# Configuration

turbopuffer is configurable by modifying a Kubernetes ConfigMap in the `turbopuffer` namespace of your deployment. The turbopuffer team works with you to manage your deployment, e.g. propose ConfigMap changes to your cluster, e.g. tuning cache sizes, LSM settings, or recall.

To update the ConfigMap, you can use the Helm chart with the
`values.yaml` you maintain for the cluster:

Change `values.yaml` in the `byoc-kit` directory and run the following:

#### GCP

```bash
helm upgrade -n default turbopuffer \
  oci://us-central1-docker.pkg.dev/turbopuffer-onprem/charts/tpuf \
  --values=values.yaml \
  --values=values.secret.yaml \
  --values=metrics-keys.yaml
```

You may need to log in to the helm registry first:
```bash
helm registry login us-central1-docker.pkg.dev
```
#### AWS

```bash
helm upgrade -n default turbopuffer \
  oci://961341552108.dkr.ecr.us-west-2.amazonaws.com/turbopuffer/turbopuffer/charts/tpuf \
  --values=values.yaml \
  --values=values.secret.yaml \
  --values=metrics-keys.yaml
```

You may need to log in first:
```bash
aws ecr get-login-password --region us-west-2 | \
  docker login --username AWS --password-stdin 961341552108.dkr.ecr.us-west-2.amazonaws.com
```
#### Azure

```bash
helm upgrade -n default turbopuffer \
  oci://turbopuffer.azurecr.io/turbopuffer/charts/tpuf \
  --values=values.yaml \
  --values=values.secret.yaml \
  --values=metrics-keys.yaml
```

You may need to log in first:
```bash
az login --tenant 398cc17e-41b3-44de-929a-dc4048da9592
az acr login --name turbopuffer
```

## cloud specific configurations

The following configuration settings are under `kubernetes`:

#### AWS

**kubernetes.ec2_preferred_zone** object

The preferred availability zone to be used for query and index nodes.

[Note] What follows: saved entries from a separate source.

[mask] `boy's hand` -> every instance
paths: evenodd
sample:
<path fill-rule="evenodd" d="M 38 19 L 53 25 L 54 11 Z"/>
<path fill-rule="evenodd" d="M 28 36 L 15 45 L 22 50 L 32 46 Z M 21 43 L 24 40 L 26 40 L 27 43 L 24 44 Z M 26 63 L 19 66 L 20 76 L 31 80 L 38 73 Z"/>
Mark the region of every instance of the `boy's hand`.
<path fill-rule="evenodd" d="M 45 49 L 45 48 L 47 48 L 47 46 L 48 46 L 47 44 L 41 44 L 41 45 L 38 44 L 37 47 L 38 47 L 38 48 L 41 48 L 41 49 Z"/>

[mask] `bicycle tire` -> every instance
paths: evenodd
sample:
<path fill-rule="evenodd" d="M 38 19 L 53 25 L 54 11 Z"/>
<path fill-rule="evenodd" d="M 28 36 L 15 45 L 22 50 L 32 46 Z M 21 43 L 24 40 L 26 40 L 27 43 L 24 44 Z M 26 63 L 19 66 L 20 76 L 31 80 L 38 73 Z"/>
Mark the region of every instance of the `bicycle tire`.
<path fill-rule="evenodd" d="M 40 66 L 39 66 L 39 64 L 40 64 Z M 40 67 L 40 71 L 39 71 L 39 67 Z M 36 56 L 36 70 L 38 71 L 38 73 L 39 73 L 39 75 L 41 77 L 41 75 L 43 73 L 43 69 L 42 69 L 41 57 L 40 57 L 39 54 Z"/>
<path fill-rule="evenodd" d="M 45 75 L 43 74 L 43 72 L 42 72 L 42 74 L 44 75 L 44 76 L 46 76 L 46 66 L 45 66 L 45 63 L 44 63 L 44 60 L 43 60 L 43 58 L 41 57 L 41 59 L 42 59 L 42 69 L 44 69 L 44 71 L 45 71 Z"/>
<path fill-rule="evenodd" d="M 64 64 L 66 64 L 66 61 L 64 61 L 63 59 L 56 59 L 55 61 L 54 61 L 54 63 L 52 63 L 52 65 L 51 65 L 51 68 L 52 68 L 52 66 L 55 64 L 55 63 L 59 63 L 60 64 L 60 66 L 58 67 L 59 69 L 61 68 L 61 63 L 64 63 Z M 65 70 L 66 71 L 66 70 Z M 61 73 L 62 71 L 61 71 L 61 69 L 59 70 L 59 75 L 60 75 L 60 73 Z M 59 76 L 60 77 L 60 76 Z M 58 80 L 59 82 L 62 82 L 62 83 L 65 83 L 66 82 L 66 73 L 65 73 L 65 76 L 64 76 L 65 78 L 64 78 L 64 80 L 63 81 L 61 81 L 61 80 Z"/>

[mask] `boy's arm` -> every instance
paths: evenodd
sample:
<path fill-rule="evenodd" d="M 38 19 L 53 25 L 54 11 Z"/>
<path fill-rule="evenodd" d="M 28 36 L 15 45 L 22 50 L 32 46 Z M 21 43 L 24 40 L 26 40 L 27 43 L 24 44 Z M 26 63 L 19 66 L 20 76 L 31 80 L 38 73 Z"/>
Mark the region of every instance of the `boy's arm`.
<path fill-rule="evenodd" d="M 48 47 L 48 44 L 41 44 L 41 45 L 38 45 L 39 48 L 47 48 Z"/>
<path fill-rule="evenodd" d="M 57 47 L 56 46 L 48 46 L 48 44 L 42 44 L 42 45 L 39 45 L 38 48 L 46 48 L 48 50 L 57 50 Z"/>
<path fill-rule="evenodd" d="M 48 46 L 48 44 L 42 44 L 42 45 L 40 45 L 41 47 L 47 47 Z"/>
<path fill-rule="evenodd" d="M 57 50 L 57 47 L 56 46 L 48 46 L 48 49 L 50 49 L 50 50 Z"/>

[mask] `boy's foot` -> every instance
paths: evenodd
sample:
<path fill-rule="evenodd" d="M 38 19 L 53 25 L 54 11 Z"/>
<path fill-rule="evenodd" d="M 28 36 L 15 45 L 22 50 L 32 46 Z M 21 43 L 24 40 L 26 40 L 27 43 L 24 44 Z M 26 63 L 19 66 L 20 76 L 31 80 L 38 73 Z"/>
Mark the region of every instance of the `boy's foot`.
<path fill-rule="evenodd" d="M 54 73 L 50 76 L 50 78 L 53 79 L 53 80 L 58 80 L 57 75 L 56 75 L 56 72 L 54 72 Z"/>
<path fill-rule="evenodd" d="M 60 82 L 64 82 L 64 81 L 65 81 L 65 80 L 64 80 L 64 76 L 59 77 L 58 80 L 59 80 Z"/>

**Note**: Setting this to multiple availability zones will incur an additional networking charge from AWS.
Example:
```yaml
kubernetes:
    ec2_preferred_zone:
      query: "us-west-2a"
      index: "us-west-2a"
```

---

**kubernetes.ec2_instance_tags** object

Tags to be added to the EC2 instances in the cluster.

Example:
```yaml
kubernetes:
    ec2_instance_tags:
      my-tag: my-value
```

---

**kubernetes.nodepool_labels** object

Additional labels to be applied to the node pools.

Example:
```yaml
kubernetes:
    nodepool_labels:
      yourcorp-billing-code: xyz
```
#### Azure

**kubernetes.azure_preferred_zone** object

The preferred availability zone to be used for query and index nodes.

Example:
```yaml
kubernetes:
    azure_preferred_zone:
      query: "1"
      index: "1"
```

---

**kubernetes.azure_os_disk_size_gb** object

Optional per-pool override for the OS disk size (in GiB) on Azure AKSNodeClass. Set each value larger than the local NVMe capacity of that node type to force Azure to provision a managed OS disk instead of consuming the local NVMe. Maintenance and default nodes are not affected.

Example:
```yaml
kubernetes:
    azure_os_disk_size_gb:
      index: 881
      query: 950
```

---

**kubernetes.nodepool_labels** object

Additional labels to be applied to the node pools.

Example:
```yaml
kubernetes:
    nodepool_labels:
      yourcorp-billing-code: xyz
```
#### GCP

**kubernetes.preferred_zone** object

The preferred availability zone to be used for query and index nodes.

Example:
```yaml
kubernetes:
    preferred_zone:
      query: "us-central1-a"
      index: "us-central1-a"
```

---

**kubernetes.nodepool_labels** object

Additional labels to be applied to the node pools.

Example:
```yaml
kubernetes:
    nodepool_labels:
      yourcorp-billing-code: xyz
```

The following are configurations settings under `ingress`:

**internal** boolean

If true, the turbopuffer ingress will be exposed on an internal IP.

Example:
```yaml
ingress:
    internal: false
```

---

**ingress.certificates.mode** string

Configures how certificates will be handled in the cluster.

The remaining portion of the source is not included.